The first four months of 2017 were all over the place. I was pretty tired being both graduate student and part-time faculty. It still seems a bit funny to me that this is what I’ve ended up doing. Teaching Japanese while studying Art Education. I was trying to get away from gray areas and here I am in one hell of a no-one-knows-what-this-is type of situation. Not only are there some bureaucratic issues that come up having two roles while the university doesn’t officially recognize such a thing as dual status, but with my super Hispanic name, everyone in the department assumes I teach Spanish. I even got a flyer for a Spanish program event in my inbox. I should think the Spanish program would know who their instructors are, but of course I can’t blame whoever was putting the flyers into the boxes for seeing my name and thinking Obviously this must be a Spanish teacher.
I was supposed to be teaching this term, too, but the class was cancelled due to low enrollment (as is wont to happen in the Spring/Summer term). So, I only have my one class that I’m taking as a student. It’s printmaking. We had a little “warm-up” that I didn’t realize was a warm-up and put a lot of effort into. Each student randomly got an assortment of letters and punctuation marks to use for linocuts. I got the comma, G, J, and P.

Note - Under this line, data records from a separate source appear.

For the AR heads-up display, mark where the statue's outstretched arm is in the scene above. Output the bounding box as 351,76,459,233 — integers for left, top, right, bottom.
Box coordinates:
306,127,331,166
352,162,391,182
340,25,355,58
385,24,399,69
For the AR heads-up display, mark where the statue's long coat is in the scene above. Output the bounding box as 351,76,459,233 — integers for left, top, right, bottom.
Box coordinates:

The J isn’t finished; I just did enough so it could print with the class alphabet. Unfortunately I didn’t have my camera on me so I don’t have a good photo of that, but I was able to get decent-enough photos of individual letters with my ancient iPod Touch. Most fittingly, I’m pretty happy with how the G turned out.
I think I’m going to carve away all of that background texture though. I didn’t think there would be so much of it.

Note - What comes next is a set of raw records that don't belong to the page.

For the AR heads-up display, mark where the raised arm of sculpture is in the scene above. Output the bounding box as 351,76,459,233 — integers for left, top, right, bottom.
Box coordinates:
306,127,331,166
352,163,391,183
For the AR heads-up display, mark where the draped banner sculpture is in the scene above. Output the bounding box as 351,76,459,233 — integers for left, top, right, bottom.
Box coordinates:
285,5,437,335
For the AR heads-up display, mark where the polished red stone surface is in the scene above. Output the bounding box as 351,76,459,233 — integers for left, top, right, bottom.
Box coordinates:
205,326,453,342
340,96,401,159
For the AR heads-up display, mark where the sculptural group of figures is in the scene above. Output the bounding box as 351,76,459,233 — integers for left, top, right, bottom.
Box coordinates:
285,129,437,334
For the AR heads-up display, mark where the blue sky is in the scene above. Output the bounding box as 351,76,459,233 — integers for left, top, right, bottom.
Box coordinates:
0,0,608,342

Anyway, as far as other G’s, I had finished most of the second half of Chapter 5 of The Air Moon back in January, and now that I’ve found myself without a class to teach, I should be able to finish at least that. While I still want to finish translating the whole book someday, now it’s mostly just to be able to say I did it. I’m not really fired up about it anymore. Sometimes translating gets really tedious. It’s not the source material, it’s translating in general; I feel like I’m saying everything twice even when I’m translating what someone else said. Perhaps even more damaging was the fact that I had come to associate GACKT with a certain person I had very deep feelings for, but when I told him so, he never replied. I can’t even listen to GACKT songs without thinking of him, so I hardly ever do now. But it’s annoying to think my fandom should be a casualty of one-sided feelings based on a series of misinterpretations, so that makes me want to try to get my GACKT groove back. So, we’ll see how far I get over this summer!